Having not seen each other in years, Bowser Jr. is determined to free his father and become someone he would be proud of.
This subplot, following Bowser and Bowser Jr., is one of the movie’s freshest concepts. It reverses the trope usually portrayed in stories about a child being dragged by their parents’ shadow.
During the first half of the movie, Bowser is reluctant to participate in Bowser Jr.’s evildoings, while Bowser Jr. scampers around mindlessly building his knock-off Death Star and scheming about destroying galaxies without asking his father how he feels. Bowser’s newfound conscience is slowly undone, and it’s altogether a very entertaining and slightly suspenseful arc to watch.
It’s one of the few parts of the movie that feels genuinely new. It successfully shows how easily people can be influenced, but is presented in such a way that is simple and fun to watch for younger children, which is fitting for this movie genre. The interactions between Bowser and Bowser Jr. are adorable and clearly made up of love, and so Bowser thus claims the title of having the closest thing to a character arc in the entire movie.
The music and visuals are still stunning as usual. Featuring grand orchestral arrangements of the classic tunes from the original games, the score never fails to thoroughly enhance scenes with just the right tune, bringing back waves of nostalgia to the original games and creating engaging and immersive atmospheres.
The animation and graphics are colourful and crisp, with dynamic and stylish renditions of vehicles, architecture, and characters. Noticeable attention has been paid to everything from strands of hair to threads of fabric. The costumes are a more detailed iteration of the original’s glamorous costumes, matching colour schemes to every power-up — from adding a pocket on the chest of Mario and Luigi’s overalls to Peach’s rose-patterned jacquard dress to artistic engravings on Rosalina’s crown and brooch.
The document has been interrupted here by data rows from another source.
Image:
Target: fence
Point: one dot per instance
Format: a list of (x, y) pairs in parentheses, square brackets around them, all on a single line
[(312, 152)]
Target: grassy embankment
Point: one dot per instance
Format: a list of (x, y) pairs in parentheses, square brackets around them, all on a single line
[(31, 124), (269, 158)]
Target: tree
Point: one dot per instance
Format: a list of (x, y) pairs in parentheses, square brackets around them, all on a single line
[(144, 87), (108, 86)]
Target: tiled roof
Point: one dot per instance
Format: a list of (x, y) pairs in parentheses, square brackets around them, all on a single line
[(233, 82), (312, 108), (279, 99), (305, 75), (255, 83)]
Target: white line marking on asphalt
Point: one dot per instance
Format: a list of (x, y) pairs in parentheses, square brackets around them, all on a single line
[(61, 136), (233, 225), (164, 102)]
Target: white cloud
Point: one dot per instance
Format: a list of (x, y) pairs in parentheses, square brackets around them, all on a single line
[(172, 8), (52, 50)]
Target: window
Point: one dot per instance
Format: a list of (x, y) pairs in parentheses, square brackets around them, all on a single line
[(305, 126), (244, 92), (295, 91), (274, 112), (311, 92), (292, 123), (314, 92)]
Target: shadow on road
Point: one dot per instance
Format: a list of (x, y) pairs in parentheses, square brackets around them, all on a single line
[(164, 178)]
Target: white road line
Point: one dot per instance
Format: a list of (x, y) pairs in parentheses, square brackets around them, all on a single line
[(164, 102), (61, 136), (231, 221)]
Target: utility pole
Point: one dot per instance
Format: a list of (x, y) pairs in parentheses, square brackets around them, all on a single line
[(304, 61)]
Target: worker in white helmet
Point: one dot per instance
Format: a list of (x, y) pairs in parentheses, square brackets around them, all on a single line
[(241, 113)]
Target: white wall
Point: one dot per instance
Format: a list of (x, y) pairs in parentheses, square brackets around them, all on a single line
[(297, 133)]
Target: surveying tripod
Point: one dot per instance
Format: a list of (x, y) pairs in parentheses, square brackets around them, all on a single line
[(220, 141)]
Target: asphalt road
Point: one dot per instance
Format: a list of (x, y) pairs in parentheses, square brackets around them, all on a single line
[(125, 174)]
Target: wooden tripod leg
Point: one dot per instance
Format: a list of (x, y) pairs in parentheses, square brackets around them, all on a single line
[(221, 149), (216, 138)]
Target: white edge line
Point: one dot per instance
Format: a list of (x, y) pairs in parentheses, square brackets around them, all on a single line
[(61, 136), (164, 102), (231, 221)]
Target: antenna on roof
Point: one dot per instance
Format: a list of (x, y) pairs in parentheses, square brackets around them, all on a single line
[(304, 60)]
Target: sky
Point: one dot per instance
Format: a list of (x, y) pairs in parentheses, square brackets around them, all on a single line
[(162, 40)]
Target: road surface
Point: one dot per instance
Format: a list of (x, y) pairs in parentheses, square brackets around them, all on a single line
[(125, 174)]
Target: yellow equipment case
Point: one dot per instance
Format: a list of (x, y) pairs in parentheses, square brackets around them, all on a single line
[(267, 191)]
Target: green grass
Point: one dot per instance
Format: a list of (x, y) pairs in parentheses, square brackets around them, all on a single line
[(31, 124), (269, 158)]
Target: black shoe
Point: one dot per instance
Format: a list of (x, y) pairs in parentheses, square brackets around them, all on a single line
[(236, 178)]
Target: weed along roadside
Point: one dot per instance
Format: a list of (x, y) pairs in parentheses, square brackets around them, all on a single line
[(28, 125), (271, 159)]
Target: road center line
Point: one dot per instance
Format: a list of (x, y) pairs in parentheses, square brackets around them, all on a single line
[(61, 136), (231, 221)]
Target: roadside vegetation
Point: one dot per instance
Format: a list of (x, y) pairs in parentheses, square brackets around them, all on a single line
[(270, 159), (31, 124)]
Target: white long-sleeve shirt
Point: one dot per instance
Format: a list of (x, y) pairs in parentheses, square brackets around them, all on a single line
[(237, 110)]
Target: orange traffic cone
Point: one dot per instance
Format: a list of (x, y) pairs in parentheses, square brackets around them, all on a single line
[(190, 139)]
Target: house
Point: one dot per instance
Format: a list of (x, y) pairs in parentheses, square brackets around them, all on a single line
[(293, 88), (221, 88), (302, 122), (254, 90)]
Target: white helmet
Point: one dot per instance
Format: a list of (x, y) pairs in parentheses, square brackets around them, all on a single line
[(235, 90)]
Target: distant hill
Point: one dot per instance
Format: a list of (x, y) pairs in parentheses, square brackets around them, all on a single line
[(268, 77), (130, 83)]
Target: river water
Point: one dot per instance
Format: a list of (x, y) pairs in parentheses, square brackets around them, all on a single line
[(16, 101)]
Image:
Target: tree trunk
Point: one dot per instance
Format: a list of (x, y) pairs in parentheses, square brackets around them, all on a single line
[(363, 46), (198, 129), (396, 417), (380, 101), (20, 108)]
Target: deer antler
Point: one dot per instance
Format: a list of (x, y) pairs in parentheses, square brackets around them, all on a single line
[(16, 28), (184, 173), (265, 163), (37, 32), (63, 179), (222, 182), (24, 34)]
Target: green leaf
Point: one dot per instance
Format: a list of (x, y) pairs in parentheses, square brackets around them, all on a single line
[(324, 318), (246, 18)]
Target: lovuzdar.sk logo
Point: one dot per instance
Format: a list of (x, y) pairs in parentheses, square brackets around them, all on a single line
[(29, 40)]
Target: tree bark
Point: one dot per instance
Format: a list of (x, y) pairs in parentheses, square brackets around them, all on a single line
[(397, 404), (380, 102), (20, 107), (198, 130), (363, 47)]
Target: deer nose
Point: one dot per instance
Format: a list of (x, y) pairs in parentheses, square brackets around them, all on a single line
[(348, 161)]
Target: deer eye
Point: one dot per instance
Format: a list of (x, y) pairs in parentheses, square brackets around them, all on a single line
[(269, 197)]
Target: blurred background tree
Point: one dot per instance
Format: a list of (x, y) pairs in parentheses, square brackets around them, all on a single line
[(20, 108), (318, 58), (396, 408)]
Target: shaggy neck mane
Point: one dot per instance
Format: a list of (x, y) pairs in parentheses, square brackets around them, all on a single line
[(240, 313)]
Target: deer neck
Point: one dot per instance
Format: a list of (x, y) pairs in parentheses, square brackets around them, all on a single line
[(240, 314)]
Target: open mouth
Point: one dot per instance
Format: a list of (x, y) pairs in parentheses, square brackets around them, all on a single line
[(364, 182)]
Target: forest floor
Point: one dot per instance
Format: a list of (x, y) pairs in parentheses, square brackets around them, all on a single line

Overall, “The Super Mario Galaxy Movie” had its strengths and weaknesses, but can mostly be categorized with other mediocre sequels that fail to meet the standards set by the first movie.
“The Super Mario Galaxy Movie” is about as original as any of Apple’s periodically released “new” features. It has loosely resolved subplots, lacklustre character interactions, and vague, checklist references.
On the other hand, it also has admittedly good music and visuals and an entertaining subplot with Bowser and his son. At best, “The Super Mario Galaxy Movie” can be rated a ten on the pH scale with how basic it is. It would be a terrific movie for bored kids with nothing better to do.